Доменная аутентификация может осуществляться по NTLM и Kerberos протоколу. Первый считается устаревшим, но он обычно включен администратором домена для совместимости. Kerberos всегда включен по умолчанию в современных серверных ОС Windows которые используются в качестве контроллера домена.

Важно!
В браузере Edge, на текущий момент, отсутствует поддержка доменной аутентификации.

Настройка Firefox :

  • Открыть вкладку с адресом about:config
  • В случае необходимости использования NTML аутентификации нужно настроить параметр network.automatic-ntlm-auth.trusted-uris  указав в его значении домен сервиса (например balance.domain.com или .domain.com для использования всех поддоменов из домена domain.com).
  • В случае необходимости использования Kerberos аутентификации также нужно настроить параметры network.negotiate-auth.delegation-uris (задать протокол для которого будет использоваться доменная аутентификация, например "http://,https://" для включения обоих протоколов) и network.negotiate-auth.trusted-uris (значение задается по аналогии с NTLM параметром) .

Кстати
Можно включить использование доменной аутентификации для всех доменов, включив параметры (задав значение true)  network.automatic-ntlm-auth.allow-non-fqdn или network.negotiate-auth.allow-non-fqdn, и очистив значения параметров network.automatic-ntlm-auth.trusted-uris и  network.negotiate-auth.trusted-uris.

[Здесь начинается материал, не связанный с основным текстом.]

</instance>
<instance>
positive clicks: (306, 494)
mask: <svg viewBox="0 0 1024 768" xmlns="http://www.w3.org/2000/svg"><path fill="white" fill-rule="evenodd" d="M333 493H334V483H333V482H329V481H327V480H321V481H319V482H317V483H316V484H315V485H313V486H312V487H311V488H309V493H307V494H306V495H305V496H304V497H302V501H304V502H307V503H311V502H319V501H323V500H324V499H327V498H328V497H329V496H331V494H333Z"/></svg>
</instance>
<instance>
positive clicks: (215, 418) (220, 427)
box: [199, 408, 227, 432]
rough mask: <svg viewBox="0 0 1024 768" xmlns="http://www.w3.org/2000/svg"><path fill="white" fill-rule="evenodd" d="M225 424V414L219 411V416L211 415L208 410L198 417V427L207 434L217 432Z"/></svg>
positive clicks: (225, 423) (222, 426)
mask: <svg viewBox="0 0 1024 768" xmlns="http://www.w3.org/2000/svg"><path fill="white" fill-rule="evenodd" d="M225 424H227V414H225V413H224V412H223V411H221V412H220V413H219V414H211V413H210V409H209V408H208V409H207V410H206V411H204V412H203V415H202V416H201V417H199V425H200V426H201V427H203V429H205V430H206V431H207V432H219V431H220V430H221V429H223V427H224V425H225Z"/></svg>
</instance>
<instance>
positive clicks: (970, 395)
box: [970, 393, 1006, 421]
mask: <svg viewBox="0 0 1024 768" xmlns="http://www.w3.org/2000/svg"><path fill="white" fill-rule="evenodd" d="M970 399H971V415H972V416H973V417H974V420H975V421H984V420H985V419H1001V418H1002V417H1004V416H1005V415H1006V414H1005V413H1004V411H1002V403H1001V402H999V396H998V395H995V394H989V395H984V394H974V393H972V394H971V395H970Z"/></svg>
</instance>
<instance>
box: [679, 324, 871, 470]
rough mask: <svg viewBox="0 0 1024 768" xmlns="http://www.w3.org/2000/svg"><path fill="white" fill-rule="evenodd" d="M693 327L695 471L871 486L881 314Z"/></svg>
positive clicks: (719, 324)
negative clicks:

Настройка  IE  (Chrome и браузеры на основе Chromium, в частности Opera и Yandex браузер, используют настройки IE):

  • Откройте настройки IE (свойства браузера) и перейдите на вкладку "Безопасность".
  • Выберите зону "Местная интрасеть".
  • Для включения автоматичекой аутентификации проверьте текущую настройку "Проверка подлинности пользователя" - в группе настроек "Уровень безопасности для этой зоны" нажмите на кнопку "Другой", настройка "Проверка подлинности пользователя" должна иметь значение "Автоматический вход в сеть только в зоне интрасети".
  • Для настройки перечня доменов нажмите на кнопку "Сайты" (если в открывшемся диалоговом меню не показался перечень сайтов, а предлагается автоматически определять такие сайты, то задать вручную необходимый сайт можно нажав на кнопку "Дополнительно") в открывшемся диалоге введите нужный домен, и нажмите кнопку "Добавить". Там же можно настроить и требуемый протокол (http или https).

Важно!

Браузер IE осуществляет аутентификацию в каждом новом TCP соединении (сокете) с сервером. И из-за того, что процесс доменной аутентификации происходит путем осуществления не менее 2-х запросов-ответов между клиентом и сервером, то в случае с IE требуется включение KeepAlive (в конфигураторе параметр "Повторно использовать сессии" в группе "Параметры сетевых настроек"). В противном случае, доменная аутентификация в IE будет невозможна.

В браузере IE, после прохождения доменной аутентификации и дальнейшей необходимости перевойти с помощью логина/пароля, или использования другого вида аутентификации, требуется закрыть и снова открыть браузер (переоткрыть вкладку не достаточно).
Это связано с особенностью работы браузера IE (всех версий), в которой он использует упреждающую аутентификацию  (не дожидается требования аутентификации от сервера, а самостоятельно начинает этот процесс), что в совокупности с запоминанием им возможности доменной аутентификации на конкретном URL, приводит к автоматической переаутентификации на доменную учетную запись посреди сеанса.